MBL recua em pedido de renúncia e Vem Pra Rua adia ato contra Temer

Os movimentos que apoiaram o impeachment de Dilma Rousseff (PT) recuaram na posição de convocar manifestações e pedir a renúncia do presidente Michel Temer (PMDB). O MBL (Movimento Brasil Livre) decidiu recuar na posição de pedir a renúncia de Temer, afirmou à Folha de SP, em matéria publicada hoje. "Há motivo de sobra para investigar Temer nos áudios, mas eles são inconclusivos. Vamos suspender a posição pró­renúncia até que surjam novas informações", afirmou o coordenador do movimento, Kim Kataguiri

 

VEM PRA RUA

Já o Vem Pra Rua suspendeu a convocação que havia feito para atos no domingo (21), alegando motivos de segurança.

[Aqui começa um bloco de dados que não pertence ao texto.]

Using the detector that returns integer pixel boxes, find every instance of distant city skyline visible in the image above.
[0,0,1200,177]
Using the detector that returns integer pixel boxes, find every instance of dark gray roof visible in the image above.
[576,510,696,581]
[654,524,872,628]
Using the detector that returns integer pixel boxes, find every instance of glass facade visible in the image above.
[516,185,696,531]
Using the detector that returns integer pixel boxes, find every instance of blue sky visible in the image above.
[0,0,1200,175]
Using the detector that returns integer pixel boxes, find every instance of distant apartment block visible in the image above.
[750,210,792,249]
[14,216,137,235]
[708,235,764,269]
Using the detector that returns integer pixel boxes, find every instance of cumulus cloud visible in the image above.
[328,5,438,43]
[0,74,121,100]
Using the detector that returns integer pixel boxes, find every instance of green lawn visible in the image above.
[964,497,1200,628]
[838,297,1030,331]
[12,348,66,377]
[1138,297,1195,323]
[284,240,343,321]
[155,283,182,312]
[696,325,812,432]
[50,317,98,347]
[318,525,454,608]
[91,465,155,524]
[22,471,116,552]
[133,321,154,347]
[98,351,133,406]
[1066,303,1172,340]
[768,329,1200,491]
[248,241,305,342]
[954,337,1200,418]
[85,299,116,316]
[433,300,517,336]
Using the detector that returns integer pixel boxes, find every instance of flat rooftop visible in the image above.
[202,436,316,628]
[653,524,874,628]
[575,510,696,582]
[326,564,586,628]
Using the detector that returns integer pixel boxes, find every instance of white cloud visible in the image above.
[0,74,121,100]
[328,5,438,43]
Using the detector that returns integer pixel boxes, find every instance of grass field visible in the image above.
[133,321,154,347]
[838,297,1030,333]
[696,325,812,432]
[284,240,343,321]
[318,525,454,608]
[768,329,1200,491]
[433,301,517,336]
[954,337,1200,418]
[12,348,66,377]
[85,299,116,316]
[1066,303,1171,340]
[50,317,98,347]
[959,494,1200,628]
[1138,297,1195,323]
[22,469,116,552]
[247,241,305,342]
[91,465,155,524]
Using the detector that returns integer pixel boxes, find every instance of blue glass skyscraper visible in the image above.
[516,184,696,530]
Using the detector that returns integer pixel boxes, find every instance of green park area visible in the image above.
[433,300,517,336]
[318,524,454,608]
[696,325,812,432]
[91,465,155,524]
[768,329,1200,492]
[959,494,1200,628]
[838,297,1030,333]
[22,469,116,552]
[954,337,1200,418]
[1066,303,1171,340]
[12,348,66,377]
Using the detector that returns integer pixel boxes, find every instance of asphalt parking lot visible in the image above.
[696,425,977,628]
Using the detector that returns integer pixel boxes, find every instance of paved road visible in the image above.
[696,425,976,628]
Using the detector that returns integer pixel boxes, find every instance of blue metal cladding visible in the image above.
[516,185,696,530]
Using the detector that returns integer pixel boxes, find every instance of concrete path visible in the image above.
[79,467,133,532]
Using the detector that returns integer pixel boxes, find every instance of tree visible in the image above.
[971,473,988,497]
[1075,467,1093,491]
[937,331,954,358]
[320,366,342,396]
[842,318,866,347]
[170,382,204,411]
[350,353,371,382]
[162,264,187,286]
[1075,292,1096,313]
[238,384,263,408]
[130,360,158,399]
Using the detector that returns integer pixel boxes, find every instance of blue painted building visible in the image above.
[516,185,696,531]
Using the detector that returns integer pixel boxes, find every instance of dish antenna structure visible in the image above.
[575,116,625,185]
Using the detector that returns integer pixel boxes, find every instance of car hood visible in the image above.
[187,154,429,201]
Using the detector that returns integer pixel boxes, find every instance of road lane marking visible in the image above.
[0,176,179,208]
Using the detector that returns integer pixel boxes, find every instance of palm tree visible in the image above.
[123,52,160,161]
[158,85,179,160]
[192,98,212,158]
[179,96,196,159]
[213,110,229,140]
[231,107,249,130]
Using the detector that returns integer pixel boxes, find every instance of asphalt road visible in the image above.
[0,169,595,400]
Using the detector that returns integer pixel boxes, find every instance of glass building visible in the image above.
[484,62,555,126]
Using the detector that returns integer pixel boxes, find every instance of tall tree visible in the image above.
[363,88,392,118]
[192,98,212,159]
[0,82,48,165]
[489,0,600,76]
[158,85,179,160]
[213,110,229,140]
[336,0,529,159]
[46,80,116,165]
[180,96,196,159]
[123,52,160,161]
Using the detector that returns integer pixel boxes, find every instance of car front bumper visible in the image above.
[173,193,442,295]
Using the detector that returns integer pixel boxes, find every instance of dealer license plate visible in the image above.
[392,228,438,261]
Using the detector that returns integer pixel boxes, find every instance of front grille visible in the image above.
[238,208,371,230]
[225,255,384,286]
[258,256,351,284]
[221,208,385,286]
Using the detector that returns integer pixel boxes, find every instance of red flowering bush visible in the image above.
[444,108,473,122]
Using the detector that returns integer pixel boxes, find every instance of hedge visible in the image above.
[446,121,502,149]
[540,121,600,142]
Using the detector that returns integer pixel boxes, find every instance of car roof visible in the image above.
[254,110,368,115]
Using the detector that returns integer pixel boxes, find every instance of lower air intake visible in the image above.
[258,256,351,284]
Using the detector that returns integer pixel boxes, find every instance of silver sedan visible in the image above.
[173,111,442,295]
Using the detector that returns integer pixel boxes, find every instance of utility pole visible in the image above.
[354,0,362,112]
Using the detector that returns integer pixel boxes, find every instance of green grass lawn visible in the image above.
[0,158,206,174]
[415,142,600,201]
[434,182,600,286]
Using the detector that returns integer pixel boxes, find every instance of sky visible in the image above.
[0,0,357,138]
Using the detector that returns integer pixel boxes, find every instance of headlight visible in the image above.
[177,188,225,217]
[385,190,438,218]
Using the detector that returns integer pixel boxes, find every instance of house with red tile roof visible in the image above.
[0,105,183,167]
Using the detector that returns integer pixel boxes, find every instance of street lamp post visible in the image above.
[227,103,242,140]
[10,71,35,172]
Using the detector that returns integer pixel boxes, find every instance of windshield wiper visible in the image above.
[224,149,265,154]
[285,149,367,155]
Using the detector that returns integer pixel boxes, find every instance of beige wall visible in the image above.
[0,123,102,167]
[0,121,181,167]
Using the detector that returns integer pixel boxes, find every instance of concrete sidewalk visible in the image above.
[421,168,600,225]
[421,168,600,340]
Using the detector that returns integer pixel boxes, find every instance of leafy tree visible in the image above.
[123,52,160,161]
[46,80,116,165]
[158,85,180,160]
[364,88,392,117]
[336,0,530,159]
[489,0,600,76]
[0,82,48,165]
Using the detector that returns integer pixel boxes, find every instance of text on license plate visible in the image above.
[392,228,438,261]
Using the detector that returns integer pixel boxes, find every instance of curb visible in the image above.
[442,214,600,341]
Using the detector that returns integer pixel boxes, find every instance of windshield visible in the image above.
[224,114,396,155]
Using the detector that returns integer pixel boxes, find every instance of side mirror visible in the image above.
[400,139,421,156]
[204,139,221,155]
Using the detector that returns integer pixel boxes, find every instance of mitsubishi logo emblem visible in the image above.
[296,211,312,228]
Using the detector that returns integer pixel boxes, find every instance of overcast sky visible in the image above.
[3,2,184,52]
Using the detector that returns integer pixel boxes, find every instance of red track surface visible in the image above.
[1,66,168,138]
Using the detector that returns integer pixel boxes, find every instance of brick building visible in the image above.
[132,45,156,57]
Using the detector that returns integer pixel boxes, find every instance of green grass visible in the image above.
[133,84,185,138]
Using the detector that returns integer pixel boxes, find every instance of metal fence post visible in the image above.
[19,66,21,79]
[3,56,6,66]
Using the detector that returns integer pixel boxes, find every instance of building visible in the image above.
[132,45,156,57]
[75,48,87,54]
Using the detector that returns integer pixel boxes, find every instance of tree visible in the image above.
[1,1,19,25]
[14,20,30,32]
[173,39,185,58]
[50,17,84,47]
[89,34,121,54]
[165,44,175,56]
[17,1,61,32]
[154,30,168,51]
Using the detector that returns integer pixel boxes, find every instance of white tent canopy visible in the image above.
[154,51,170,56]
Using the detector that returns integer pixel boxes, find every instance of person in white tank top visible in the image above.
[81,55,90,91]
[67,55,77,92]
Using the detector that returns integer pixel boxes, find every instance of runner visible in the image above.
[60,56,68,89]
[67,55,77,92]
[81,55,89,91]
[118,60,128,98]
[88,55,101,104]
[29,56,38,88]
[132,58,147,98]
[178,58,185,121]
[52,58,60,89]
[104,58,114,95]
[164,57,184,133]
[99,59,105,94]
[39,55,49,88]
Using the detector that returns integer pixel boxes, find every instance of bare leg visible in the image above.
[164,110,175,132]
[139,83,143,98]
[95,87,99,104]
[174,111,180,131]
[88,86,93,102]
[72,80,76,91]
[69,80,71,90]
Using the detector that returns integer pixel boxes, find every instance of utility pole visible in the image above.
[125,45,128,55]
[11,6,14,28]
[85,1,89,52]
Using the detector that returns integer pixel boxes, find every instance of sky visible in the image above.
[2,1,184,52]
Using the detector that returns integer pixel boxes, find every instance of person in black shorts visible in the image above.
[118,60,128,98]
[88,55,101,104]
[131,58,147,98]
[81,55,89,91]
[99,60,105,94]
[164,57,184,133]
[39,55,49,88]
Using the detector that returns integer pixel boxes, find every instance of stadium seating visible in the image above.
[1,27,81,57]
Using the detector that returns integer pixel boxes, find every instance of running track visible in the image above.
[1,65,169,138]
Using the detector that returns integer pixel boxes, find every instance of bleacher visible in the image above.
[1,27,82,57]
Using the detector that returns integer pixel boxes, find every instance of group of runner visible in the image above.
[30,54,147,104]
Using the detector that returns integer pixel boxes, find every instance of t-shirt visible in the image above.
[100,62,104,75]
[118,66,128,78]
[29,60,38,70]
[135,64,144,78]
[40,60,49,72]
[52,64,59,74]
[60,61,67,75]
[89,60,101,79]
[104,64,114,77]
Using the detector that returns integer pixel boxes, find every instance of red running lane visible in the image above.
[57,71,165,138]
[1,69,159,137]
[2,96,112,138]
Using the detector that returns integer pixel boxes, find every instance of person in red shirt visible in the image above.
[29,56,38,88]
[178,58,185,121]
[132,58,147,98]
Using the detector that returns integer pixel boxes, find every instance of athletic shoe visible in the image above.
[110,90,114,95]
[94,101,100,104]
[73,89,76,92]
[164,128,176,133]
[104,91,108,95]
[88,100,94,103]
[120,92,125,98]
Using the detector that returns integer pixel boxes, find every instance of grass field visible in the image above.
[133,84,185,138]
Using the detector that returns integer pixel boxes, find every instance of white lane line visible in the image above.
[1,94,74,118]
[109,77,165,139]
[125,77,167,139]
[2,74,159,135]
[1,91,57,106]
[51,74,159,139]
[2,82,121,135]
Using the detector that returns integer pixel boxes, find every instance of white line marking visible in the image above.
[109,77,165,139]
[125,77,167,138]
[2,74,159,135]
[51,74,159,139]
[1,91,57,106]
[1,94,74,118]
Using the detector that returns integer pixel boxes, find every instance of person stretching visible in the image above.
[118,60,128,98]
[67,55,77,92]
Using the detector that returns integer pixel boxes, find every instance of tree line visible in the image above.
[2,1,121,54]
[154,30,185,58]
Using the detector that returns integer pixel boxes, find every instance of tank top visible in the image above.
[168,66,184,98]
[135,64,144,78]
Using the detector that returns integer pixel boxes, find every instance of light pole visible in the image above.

O movimento promete nova data de manifestação, ainda não marcada.

O tema principal, afirmou Rogério Chequer, coordenador do movimento, na quinta­feira (18), seria "fora todos os corruptos", não apenas pela renúncia de Temer. Segundo comunicado enviado pelo grupo nesta sexta (19), "o adiamento não significa recuo; ao contrário, nada abala nossa convicção de que todos, sem exceção e de que partidos forem, devem ser punidos pelos crimes cometidos".

"A decisão foi tomada já que em muitas cidades não houve tempo hábil para planejar a segurança ideal, como sempre aconteceu, mesmo naquelas em que havia mais de um milhão de pessoas nas ruas", diz o texto.

Em São Paulo a decisão foi tomada após reunião de movimentos com a Polícia Militar, que teria orientado a suspensão dos atos por causa da Virada Cultural, que ocorre no mesmo final de semana, dizem coordenadores.

 

MOVIMENTO LIBERAL ACORDA BRASIL

O Movimento Liberal Acorda Brasil, que também participou das manifestações anti­Dilma de 2016, porém, manteve a posição pedindo a saída de Michel Temer. Nas redes sociais, os coordenadores afirmam que "vai ficar chato se continuarem a dizer que a gravação não é nada demais" e "é tão difícil assim entender que ela é só um pequeno extrato de MUITO mais?". O grupo, porém, não fez convocação para atos.